By sixth grade, Fridrich’s interest moved beyond the treetops and settled on the stars.

“I was learning constellations, what they were and how things worked. I wanted to see more. I wanted to build a telescope, and my father helped me to build one.”

During that star-crossed process, Fridrich discovered a different sort of constellation that would change the course of her life.

“I found some formulas where if you just plug in the diameter of the lens and some other parameters, it will tell you what you will be able to see with your telescope. There was this mysterious function called a logarithm in there. I was only in sixth grade and had no idea what a logarithm was, so I asked my math teacher.

“When she explained, I was fascinated to learn that there are things like this that can magically give you answers to something you don’t know … that even before testing it out, this formula could tell you what the telescope could do for you.
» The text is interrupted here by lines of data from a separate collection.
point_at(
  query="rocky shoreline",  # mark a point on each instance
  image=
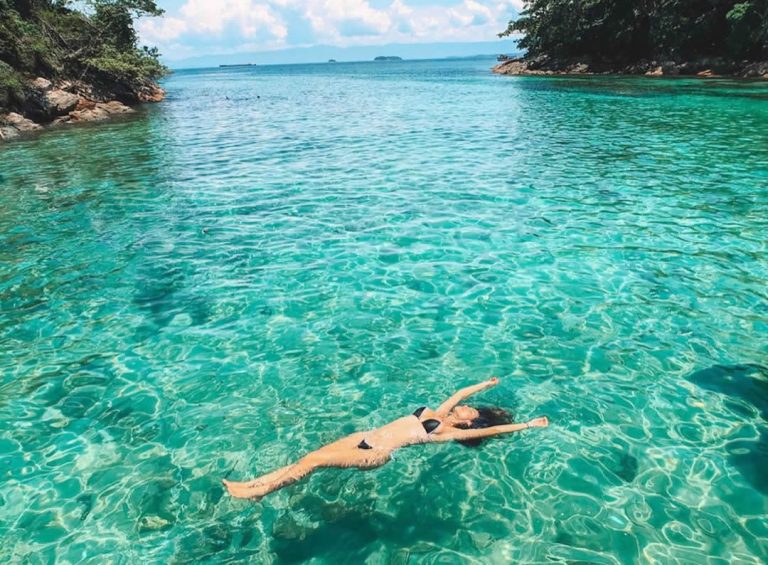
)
(50, 104)
(709, 68)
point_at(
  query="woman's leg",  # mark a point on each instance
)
(353, 457)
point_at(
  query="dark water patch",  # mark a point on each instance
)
(748, 384)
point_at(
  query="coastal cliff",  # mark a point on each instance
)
(60, 65)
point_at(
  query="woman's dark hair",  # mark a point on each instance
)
(488, 417)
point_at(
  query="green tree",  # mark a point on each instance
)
(630, 30)
(89, 40)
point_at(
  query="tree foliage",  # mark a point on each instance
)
(630, 30)
(88, 40)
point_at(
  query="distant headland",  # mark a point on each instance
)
(55, 70)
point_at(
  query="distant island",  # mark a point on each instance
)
(60, 65)
(652, 38)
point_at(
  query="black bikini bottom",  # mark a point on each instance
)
(429, 426)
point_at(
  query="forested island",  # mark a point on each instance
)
(65, 61)
(655, 37)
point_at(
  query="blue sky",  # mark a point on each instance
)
(191, 28)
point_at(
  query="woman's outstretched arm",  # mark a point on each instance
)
(458, 435)
(451, 403)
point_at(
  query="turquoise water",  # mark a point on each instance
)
(279, 255)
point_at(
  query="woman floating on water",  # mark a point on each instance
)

In this process, I discovered math and how powerful it is,” Fridrich recalled.

Because Czechoslovakia was “just a little country,” and because “there would sometimes be no openings for astronomers for years at a time,” Fridrich took her concerned father’s advice, which was to retain astronomy as a hobby, but to contrive a course of study that could better ensure a job, not to mention a career.

“I picked the school that everyone said was the hardest to do,” Fridrich said, “ the Czech Technical University, School of Nuclear Science and Physical Technology, pursuing studies in applied mathematics.”